Pero como todas las cosas no persisten para siempre, esto también tuvo
un final. No el que hubiéramos deseado, pero llegó un día en que mi hermano
llegó a casa con su papeleta de carné provisional. Pero no todo fueron buenas
noticias ese día.
Esa mañana cuando mi hermano se fue de casa, mi madre, un poco
incrédula ya y mosqueada con tanto pago y tanto papeleo, encendió la vela a su
Virgen pero sin demasiados aspavientos. Se pasó la mañana limpiando y cocinando
y, como siempre, preparó el sofrito del arroz con pollo, pero sin demasiada
afición. A mediodía llamó una vecina a casa y mi madre, con su delantal en
mano, se estuvo largo rato charlando en la puerta criticando a unas y
envidiando a otras, como bien era típico en mi barrio. De pronto, un olor de socarrina
hizo dar un salto a mi madre que, dejando a la vecina con la palabra en la
boca, corrió hacia la cocina. Los gritos de mi madre y los de la vecina se escucharon
por toda la escalera con lo que las otras vecinas, asustadas y curiosas,
corrieron escaleras arriba a chafardear qué les pasaba a los del quinto. Para
cuando mi madre llegó a la cocina, el famoso arroz con pollo estaba todo
chamuscado y no quedaba ya rastro ni de las tajadas ni apenas de los granos
carbonizados. Abrieron ventanas y puertas y en sus lamentaciones estaban cuando
llegó mi hermano el pequeño, sonriendo y volteando su papel provisional con su
deseado aprobado.
Ni caso le hicimos nadie ocupados cómo estábamos consolando a mi madre,
a la que parecía que se le había quemado la casa entera de tanto grito y
lamentación, e intentando ahuyentar el
humo y el olor de casa por un ventanuco que daba a un patio de luces.
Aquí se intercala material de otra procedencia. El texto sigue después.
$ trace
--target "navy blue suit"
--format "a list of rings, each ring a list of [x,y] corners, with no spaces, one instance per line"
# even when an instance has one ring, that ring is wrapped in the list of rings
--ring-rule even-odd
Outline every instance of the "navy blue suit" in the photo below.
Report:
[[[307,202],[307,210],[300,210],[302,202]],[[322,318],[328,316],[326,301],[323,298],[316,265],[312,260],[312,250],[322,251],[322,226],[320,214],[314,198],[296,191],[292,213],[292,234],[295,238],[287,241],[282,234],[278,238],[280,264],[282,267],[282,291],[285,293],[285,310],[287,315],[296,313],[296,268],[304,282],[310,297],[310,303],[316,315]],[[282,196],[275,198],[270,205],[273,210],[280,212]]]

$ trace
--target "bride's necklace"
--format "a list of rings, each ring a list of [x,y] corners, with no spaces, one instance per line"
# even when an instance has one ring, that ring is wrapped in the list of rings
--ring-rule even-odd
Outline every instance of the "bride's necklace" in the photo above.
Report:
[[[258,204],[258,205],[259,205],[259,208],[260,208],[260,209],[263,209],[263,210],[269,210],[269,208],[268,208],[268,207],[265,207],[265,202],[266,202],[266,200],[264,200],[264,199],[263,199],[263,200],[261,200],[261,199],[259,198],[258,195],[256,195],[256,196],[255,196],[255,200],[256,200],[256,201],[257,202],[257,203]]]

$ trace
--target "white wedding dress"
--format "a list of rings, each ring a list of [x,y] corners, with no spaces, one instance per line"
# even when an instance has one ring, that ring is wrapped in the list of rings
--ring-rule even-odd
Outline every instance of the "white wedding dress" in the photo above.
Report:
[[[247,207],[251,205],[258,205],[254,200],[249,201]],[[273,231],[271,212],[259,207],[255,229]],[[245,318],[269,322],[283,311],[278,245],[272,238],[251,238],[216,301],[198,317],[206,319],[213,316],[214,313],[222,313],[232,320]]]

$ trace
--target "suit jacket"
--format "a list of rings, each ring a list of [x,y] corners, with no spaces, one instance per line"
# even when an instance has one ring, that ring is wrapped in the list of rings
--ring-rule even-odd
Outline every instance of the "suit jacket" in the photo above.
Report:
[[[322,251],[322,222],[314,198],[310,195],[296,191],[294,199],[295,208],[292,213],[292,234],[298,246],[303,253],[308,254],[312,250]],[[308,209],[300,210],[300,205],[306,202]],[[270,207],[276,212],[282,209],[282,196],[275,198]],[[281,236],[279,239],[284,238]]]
Ese día comimos unos huevos fritos con patatas y se acabó para siempre
el arroz con pollo.
De eso han pasado ya muchos años. Todos mis hermanos, incluido mi
hermano pequeño conducen y, que yo sepa, nunca han tenido ningún problema
importante. Mi madre, como buena devota, sigue poniendo velas a su Virgen cada
vez que algo importante sucede en la familia, como un buen augurio. Pero lo del
arroz no lo ha vuelto a repetir. Nunca más ha vuelto a cocinar aquel delicioso
arroz con pollo que nos calentaba el estómago y nos confortaba los nervios. Y por más que he probado otros
arroces, ni qué decir tiene que no he vuelto a comer nunca más un arroz con
pollo tan delicioso como el que preparaba mi madre los días de examen.